3. Staring -- If you're me, right now you're thinking "Stare-ing? Star-ing?" I'm talking about the looking one. People stare here. It probably doesn't help that my peers and I reek of America, but I feel like when I pass people, they really stare at me. It's something I've adjusted to and some of my friends have felt the same way. I think a lot of the guys on my trip thought they were doing pretty well with the ladies based on this. The truth is (sorry, guys) staring here isn't as rude or suggestive as it is in the US. It's much more innocent and locking eyes isn't something Swedes are ashamed to do or even very aware of. So, rather than embarassingly glancing away when you make eye contact with someone, Swedes feel no problem reciprocating the glance.

4. Smiley Faces -- Swedes completely abuse the emoticons you can use in text messages. Even guys use them. For example, a typical text message might contain 2 or 3 of these. That's too much! It stops here, Sweden. Got it?

5. Dr. Jekyll and Mr. Hyde -- As I may have mentioned before, Swedes are somewhat reserved, in general. I'm still trying to coax the old lady who lives on my floor to return the "Hej! God dag!" I send her way every morning before she makes the long trek from her walker to the stairchair thing she uses. These reservations change once alcohol is involved... I'm not talking about the old woman anymore... I've never drank with her, but I'm sure she's a hoot. Stockholm is a pretty formal place and suddenly once the clock strikes midnight these proper Europeans suddenly turn to wild huligans (you got a glimpse of that with the soccer game). Suddenly everyone wants an American friend to show around the city and cook a traditional Swedish meal. It's kind of hysterical, actually. And did I mention there is alcohol everywhere? Oh, I didn't? Well there is. My parents will be happy to know that I haven't really been hitting the bottle while I've been here (I can hardly figure out which tunnelbana to get on sober) but I haven't forgotten Paul Nolan pulling my aside in New Hampshire this summer and telling me to write a blog "Completely smashed!"

6. Everyone Speaks English -- Okay, this one is just true. Everyone over the age of 12 is fluent in english, which is good for me and bad for my Svenska prof, Eva. At this rate I'll never get past learning tunnelbana.

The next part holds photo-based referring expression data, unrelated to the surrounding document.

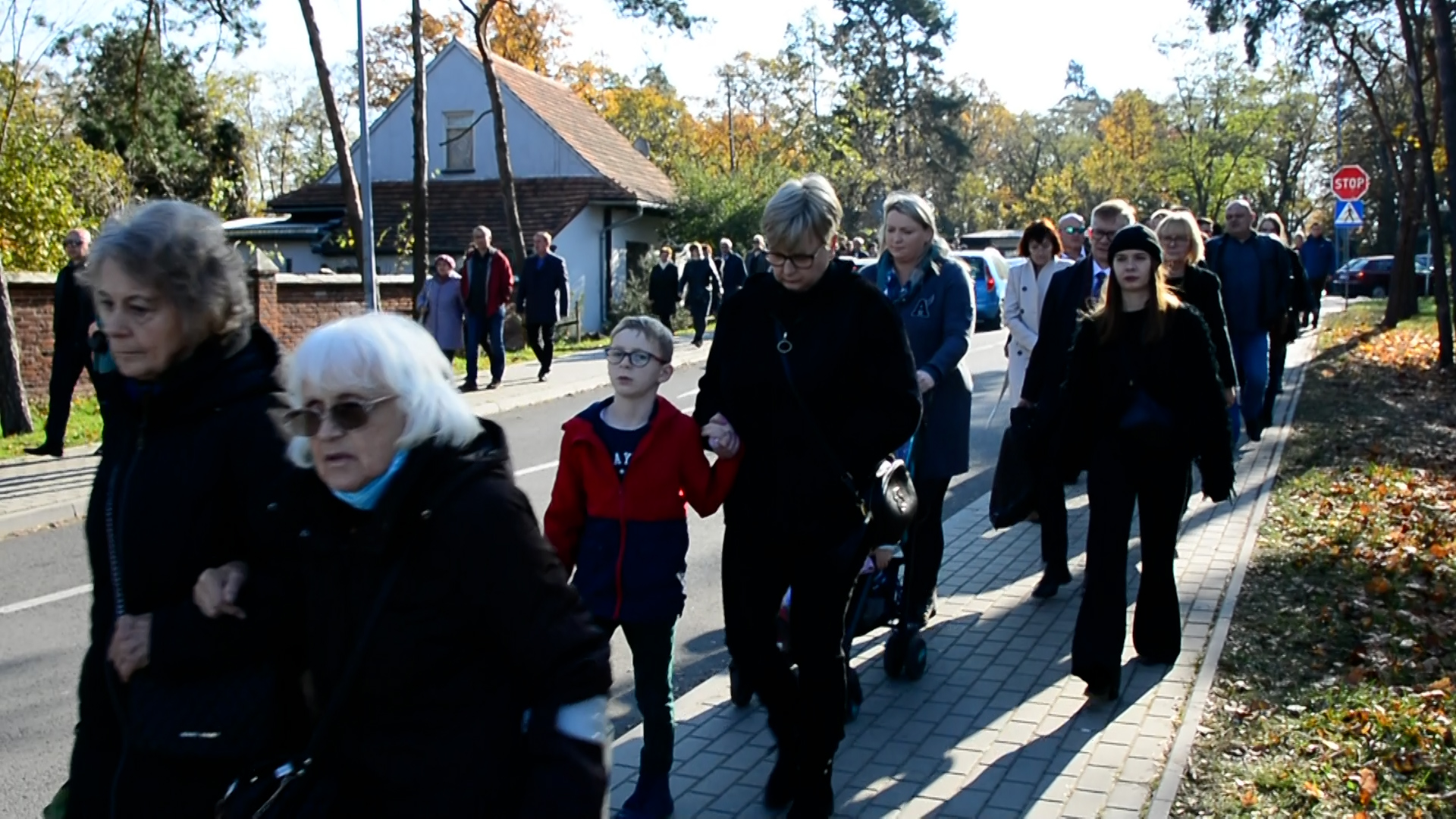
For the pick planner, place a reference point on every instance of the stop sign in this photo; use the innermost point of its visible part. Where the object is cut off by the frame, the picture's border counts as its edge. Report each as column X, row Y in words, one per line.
column 1350, row 183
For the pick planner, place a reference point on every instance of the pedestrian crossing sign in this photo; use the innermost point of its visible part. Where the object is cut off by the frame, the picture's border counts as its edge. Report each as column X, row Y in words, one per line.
column 1348, row 215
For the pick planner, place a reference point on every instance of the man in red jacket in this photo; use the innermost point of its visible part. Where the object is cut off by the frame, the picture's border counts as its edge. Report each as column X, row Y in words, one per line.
column 487, row 283
column 618, row 515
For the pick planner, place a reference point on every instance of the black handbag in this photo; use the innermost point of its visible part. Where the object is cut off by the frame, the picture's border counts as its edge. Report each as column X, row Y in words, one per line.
column 889, row 504
column 286, row 789
column 1014, row 487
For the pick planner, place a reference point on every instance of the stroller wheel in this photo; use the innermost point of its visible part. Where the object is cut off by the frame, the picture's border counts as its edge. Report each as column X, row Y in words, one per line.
column 739, row 689
column 916, row 656
column 896, row 653
column 854, row 697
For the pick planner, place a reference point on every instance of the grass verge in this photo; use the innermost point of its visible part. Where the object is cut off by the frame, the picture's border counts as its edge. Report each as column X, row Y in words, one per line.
column 1334, row 689
column 83, row 428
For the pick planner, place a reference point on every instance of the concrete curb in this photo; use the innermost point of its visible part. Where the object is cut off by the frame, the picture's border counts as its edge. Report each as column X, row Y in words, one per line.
column 1187, row 736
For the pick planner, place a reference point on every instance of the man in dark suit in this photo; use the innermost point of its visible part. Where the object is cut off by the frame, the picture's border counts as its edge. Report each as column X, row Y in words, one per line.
column 71, row 319
column 730, row 267
column 1072, row 292
column 542, row 299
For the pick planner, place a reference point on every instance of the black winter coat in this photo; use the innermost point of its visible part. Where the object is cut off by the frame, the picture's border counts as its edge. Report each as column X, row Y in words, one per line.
column 661, row 289
column 479, row 629
column 184, row 480
column 854, row 369
column 73, row 312
column 1200, row 289
column 1178, row 372
column 542, row 293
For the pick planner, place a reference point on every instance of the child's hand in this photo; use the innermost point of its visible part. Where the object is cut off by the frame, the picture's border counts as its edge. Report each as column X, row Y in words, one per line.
column 721, row 436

Even people who work at McDonald's here speak perfect english... (I'm going to save myself from saying something minorly politically incorrect here).

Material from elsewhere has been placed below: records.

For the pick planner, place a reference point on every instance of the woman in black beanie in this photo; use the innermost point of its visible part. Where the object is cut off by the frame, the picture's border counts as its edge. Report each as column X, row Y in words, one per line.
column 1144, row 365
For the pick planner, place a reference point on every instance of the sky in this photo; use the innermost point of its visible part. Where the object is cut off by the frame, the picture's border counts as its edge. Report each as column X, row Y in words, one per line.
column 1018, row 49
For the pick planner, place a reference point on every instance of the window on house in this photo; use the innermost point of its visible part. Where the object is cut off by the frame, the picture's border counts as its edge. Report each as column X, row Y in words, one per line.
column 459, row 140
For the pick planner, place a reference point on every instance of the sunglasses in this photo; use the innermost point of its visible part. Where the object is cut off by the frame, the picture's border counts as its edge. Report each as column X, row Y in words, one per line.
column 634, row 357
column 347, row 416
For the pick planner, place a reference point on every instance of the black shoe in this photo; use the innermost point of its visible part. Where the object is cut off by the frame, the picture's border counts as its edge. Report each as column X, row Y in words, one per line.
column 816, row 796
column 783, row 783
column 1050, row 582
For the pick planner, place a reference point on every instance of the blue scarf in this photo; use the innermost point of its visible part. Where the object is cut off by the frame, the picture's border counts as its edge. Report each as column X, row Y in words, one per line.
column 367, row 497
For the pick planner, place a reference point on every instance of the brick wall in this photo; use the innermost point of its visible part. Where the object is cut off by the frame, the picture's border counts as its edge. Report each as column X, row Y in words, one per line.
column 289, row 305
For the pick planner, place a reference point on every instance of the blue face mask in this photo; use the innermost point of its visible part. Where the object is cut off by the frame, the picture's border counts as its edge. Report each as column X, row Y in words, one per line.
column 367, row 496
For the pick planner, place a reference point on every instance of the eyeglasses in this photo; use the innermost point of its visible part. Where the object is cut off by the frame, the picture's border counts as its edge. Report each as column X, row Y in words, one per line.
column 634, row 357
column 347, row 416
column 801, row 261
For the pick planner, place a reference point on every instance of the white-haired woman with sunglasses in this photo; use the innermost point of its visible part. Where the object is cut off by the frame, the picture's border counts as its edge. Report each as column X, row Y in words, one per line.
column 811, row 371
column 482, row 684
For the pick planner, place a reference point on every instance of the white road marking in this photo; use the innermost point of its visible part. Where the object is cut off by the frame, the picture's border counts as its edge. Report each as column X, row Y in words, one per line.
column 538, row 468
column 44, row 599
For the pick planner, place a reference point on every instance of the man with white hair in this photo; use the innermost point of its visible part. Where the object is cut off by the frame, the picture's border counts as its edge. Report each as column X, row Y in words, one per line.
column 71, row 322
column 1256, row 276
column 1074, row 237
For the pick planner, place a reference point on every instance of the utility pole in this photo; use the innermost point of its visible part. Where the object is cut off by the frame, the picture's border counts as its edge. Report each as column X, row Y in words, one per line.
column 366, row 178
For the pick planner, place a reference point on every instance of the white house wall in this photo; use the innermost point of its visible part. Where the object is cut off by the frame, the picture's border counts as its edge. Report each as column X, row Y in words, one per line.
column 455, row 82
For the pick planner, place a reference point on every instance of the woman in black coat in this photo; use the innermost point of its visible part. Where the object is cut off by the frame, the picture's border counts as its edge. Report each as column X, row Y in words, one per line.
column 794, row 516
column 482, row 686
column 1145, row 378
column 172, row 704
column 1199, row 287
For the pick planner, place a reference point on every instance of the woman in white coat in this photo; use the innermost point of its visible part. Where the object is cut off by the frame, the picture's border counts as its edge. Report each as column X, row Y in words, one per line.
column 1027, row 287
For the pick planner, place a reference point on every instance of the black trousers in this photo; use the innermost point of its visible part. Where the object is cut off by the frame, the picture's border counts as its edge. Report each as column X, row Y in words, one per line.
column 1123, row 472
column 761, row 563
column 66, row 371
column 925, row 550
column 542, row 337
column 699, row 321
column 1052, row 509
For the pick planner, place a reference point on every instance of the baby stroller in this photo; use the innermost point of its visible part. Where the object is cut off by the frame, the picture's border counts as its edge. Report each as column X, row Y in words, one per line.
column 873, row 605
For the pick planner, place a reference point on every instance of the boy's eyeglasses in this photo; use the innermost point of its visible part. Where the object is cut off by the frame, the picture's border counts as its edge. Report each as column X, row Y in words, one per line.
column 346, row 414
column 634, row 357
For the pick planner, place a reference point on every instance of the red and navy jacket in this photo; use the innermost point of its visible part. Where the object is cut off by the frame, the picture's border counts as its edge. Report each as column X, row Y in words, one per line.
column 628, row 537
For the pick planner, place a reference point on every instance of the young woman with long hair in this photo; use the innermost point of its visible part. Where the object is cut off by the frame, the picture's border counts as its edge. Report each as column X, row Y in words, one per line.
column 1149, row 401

But don't think everything is all hunky-doory because everyone speaks fluent english! It's not! Some of the other students and I have been out with Swedes and let me tell you, ALL HUMOR IS LOST. Seriously. It's somewhat miserable. Also, Swedes are not afraid of long silences. Ye have been warned! All those wary of awkward date situations turn back now! It's obviously not just a language barrier, but also a cultural one. George put it very nicely, (paraphrasing!)"It's not that I don't have a good time [one-on-one with a Swede], but it's nothing great or special. It's hard to find a connection that can survive the language and cultural barrier". Well put, George! I think Joey (who lives a few floors up) would agree. Joey got sick of a Swedish girl after 3 dates and she was a professional Swedish ballerina! I hope people give him a hard time for that. And while I'm giving Joey a shout-out I might add that you should check out his awesome blog at apfeltunovers.blogspot.com

That's it for now! I'm up to Julia's apartment to enjoy an ice cream sundae binge-sesh with the other girls in my program.

1 comment:

Unknown said...

Kathryn!

What a fine, fine, fine, fine and funny writer you are!!!! I can SEE, now, your being a HIT comedy writer for a sitcom!!!!!!!!!!!! Aren't you taking comedy when you get back? YES!! You've got talent, KJ!

YOur blog is fabulous!!! Pictures, great!

So Swedes dress up, lock eyes, and are more equal with great new baby leaves???? We should pick up a few of these ideas over here!

Miss you lots, love you much more, and thrilled you're not taking to the bottle to hard at midnight, with your upstairs neighbor!!!!!